The use of opioids for back pain flies in the face of guidelines8 from the American College of Physicians, which recommends heat wraps and exercise as a first line of treatment, stressing that prescription drugs should only be used as a last resort, as they completely fail to treat the underlying problem.
Research9 has also shown opioids (including morphine, Vicodin, oxycodone and fentanyl) fail to control moderate to severe pain any better than over-the-counter (OTC) drugs such as acetaminophen, ibuprofen and naproxen. In fact, those taking nonopioid pain relievers actually fared “significantly better” in terms of pain intensity.
Considering the immense risks associated with opioid use, you’d be wise to exhaust all other alternatives before jumping on that bandwagon to disaster. The good news is there are a wide variety of non-drug options available.
Unlearning Chronic Back Pain
Most recently, researchers have shown you can successfully reverse chronic back pain by retraining your brain with Pain Reprocessing Therapy (PRT).10 As reported by DW.com:11
“PRT aims to rewire neural pathways in the brain to deactivate pain and train the brain to respond to signals from the body more appropriately, using what’s called pain education.
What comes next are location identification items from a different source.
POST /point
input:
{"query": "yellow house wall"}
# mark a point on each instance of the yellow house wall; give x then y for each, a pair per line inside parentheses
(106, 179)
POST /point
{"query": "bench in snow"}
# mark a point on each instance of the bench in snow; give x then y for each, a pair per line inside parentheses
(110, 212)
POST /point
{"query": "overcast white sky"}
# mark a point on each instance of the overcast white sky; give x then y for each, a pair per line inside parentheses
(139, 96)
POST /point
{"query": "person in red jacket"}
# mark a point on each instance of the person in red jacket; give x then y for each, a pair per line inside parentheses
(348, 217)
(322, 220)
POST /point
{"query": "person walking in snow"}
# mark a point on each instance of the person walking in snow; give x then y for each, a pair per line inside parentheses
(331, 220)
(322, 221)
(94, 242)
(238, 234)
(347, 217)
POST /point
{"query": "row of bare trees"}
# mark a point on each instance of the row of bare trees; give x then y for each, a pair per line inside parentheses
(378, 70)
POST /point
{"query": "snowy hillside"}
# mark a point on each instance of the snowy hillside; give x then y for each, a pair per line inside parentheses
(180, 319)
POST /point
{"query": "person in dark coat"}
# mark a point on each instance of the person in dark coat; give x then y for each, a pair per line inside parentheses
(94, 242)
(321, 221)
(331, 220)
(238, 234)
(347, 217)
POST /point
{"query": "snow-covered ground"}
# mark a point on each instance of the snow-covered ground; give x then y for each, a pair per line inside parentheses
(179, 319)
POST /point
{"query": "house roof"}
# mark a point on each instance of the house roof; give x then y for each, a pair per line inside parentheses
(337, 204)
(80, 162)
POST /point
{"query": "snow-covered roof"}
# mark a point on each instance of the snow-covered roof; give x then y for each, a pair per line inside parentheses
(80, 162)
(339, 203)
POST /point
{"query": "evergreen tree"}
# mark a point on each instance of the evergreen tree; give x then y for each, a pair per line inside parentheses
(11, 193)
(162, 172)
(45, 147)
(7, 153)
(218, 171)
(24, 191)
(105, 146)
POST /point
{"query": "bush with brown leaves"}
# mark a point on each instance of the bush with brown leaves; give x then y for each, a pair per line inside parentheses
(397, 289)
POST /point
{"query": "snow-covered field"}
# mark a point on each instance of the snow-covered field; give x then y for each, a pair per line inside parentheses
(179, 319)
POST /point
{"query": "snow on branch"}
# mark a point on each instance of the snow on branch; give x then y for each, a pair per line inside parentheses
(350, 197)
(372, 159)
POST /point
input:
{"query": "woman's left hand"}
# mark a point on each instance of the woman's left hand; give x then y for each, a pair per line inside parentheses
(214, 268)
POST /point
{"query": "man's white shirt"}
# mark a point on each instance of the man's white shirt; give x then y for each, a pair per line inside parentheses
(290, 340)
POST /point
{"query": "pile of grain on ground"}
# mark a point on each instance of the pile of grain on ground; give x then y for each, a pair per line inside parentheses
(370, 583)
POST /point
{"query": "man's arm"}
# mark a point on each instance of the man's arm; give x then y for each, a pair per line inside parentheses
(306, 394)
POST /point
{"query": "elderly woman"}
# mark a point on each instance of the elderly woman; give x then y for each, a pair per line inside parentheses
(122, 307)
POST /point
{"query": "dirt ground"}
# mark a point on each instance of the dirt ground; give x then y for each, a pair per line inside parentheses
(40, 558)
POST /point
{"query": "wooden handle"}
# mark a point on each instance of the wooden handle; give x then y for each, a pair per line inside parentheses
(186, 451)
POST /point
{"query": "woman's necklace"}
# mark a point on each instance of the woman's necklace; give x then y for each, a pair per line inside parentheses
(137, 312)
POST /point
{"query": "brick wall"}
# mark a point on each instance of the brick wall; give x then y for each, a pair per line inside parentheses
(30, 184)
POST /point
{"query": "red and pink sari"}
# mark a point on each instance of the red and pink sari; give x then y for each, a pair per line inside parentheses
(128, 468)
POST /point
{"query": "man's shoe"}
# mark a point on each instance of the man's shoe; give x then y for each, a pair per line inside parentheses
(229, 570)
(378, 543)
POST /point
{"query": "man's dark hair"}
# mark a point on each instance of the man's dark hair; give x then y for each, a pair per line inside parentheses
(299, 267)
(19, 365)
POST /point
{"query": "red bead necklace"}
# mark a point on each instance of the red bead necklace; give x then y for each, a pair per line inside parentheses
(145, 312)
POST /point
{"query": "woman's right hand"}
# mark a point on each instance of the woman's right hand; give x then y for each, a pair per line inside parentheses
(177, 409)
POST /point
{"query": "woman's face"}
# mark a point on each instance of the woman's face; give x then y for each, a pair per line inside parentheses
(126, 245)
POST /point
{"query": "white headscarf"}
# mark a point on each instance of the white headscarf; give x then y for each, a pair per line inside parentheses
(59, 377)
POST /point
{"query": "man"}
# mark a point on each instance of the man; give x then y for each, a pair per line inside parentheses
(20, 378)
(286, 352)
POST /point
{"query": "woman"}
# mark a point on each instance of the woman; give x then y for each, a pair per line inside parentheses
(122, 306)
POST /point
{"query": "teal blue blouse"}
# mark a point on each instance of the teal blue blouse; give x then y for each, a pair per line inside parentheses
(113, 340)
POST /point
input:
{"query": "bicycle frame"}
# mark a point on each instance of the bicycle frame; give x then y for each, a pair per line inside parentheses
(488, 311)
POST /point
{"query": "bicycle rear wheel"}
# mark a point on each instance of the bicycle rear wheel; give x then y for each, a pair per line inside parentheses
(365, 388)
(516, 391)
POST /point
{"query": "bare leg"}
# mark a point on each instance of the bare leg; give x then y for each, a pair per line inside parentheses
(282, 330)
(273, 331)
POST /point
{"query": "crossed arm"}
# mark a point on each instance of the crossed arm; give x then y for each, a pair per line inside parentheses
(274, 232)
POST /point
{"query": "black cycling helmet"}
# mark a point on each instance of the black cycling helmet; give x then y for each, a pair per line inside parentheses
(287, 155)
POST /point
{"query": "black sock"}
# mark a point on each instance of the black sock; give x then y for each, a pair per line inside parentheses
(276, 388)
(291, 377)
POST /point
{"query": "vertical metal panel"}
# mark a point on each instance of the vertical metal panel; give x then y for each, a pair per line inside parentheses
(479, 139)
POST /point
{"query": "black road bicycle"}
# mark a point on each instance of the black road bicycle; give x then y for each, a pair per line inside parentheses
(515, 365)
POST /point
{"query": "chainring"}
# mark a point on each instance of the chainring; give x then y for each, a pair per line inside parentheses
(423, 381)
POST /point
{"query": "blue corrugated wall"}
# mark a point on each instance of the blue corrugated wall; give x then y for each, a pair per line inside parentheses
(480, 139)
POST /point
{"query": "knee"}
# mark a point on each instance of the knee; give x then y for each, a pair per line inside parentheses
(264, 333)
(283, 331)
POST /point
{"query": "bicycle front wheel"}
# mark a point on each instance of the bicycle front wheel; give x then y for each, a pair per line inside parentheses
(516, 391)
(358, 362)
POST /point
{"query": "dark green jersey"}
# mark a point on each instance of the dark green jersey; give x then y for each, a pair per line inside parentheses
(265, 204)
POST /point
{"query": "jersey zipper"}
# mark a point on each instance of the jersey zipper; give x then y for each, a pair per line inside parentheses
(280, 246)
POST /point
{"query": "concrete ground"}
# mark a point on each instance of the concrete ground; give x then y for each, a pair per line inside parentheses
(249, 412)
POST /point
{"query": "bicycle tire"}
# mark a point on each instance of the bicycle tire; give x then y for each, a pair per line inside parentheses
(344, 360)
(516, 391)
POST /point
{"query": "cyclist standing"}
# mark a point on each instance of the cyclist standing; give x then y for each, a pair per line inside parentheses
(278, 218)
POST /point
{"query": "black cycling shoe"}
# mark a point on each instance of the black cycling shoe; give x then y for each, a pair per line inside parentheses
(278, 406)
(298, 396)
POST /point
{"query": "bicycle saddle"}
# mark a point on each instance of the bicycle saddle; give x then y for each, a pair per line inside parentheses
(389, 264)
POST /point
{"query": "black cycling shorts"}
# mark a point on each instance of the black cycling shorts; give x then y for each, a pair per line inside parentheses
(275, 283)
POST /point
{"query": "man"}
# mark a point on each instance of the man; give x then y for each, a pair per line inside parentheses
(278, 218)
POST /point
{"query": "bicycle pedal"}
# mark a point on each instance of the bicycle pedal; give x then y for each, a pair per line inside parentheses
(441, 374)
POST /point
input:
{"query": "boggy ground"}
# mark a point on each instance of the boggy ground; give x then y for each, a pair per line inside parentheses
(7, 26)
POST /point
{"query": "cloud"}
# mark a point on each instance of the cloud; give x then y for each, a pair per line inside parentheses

Ultimately, the goal is to reduce a patient’s fear of certain movements, so that when they do move in those ways, they are confident that it won’t cause them any pain.”
The article tells the story of one of the study participants, Daniel Waldrip, who had suffered chronic debilitating back pain for 18 years. One month after the conclusion of the study, Waldrip was 100% pain free, and he’s remained pain free in the four years since. “It completely changed my life,” he told DW.com.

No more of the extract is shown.